The New York States Assessment Initiative works through five strategies to strengthen assessment capacity, infrastructure and effectiveness. They are:

  1. Understand current practice: Understand and strengthen current community health assessment practice. Translating Data into Action: The Impact of Community Health Assessments in New York State explains impact from the perspective of assessment practitioners.
  2. Identify and respond to training needs:Assess community health assessment training and technical assistance needs, followed by implementation and evaluation.
    • Training Resources
    • Follow-up evaluations of trainings implemented by the New York State Assessment Initiative
  3. Improve data access: Increase access to public health data and ensure it user-friendly.
  4. Share assessment practice: Disseminate assessment practice with New York state and other states nationally. The NYAI works with four partner states, Maine, New Hampshire, New Jersey and Vermont on assessment methods, systems and approaches, and other assessment initiative states.
  5. Develop tool to evaluate community health assessments: Develop a web-based tool that determines usefulness of community health assessments.

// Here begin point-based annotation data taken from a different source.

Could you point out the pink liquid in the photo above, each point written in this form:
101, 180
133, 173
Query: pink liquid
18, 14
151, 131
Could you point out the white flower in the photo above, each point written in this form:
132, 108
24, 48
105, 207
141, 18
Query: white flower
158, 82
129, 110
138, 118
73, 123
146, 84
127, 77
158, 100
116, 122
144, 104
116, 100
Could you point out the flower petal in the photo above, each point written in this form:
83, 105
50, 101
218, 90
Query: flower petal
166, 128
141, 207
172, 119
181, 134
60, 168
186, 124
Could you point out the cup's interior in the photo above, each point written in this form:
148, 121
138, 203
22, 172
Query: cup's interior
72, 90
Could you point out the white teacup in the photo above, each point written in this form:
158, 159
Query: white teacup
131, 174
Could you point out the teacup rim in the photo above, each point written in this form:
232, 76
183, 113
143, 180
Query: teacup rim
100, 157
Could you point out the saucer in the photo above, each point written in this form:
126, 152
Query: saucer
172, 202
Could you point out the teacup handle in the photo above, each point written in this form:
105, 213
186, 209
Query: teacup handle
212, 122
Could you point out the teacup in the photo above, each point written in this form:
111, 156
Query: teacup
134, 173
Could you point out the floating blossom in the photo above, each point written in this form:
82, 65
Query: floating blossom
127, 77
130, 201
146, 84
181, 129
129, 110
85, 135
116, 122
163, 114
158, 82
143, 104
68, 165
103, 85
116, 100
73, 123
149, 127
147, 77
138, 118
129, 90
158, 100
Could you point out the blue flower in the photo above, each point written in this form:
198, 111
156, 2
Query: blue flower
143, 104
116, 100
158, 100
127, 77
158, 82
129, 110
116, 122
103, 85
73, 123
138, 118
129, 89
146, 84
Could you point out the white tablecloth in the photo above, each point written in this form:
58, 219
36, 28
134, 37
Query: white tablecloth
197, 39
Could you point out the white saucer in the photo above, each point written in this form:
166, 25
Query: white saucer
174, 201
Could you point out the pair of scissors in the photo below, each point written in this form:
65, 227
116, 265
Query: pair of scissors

    • Phase 1 (2003-04): Literature Review (pdf version 191 KB, 53 pp) and identification of criteria that define useful community health assessments. The literature review was subcontracted to Rand Health to inform the development of a web-based tool to determine and enhance the usefulness of CHAs. The authors found no rigorous, systematic reviews of CHAs, nor any comprehensive summaries of CHA strengths, weaknesses, and outcomes. The authors reviewed descriptive reports of a number of CHA processes throughout the US. This review and subsequent discussions led us to identify 21 criteria to describe the usefulness of CHAs.
    • Phase 2 (2004-05): Development and piloting of web survey in five counties in New York - Clinton, Cortland, Dutchess, Monroe and Schenectady
    • Phase 3 (2005-06): Evaluate effectiveness of web survey that evaluates community health assessment usefulness, and implement in communties outside New York.

The New York State Assessment Initiative cycle is funded through a cooperative agreeement with the Centers of Disease Control and Prevention (CDC) Assessment Initiative. It is supported by partners within the New York State Department of Health (NYSDOH), community partners, partner states - Maine, New Hampshire, New Jersey and Vermont; and assessment intiative states. This initiative is coordinated by the Public Health Information Group (PHIG) within NYSDOH.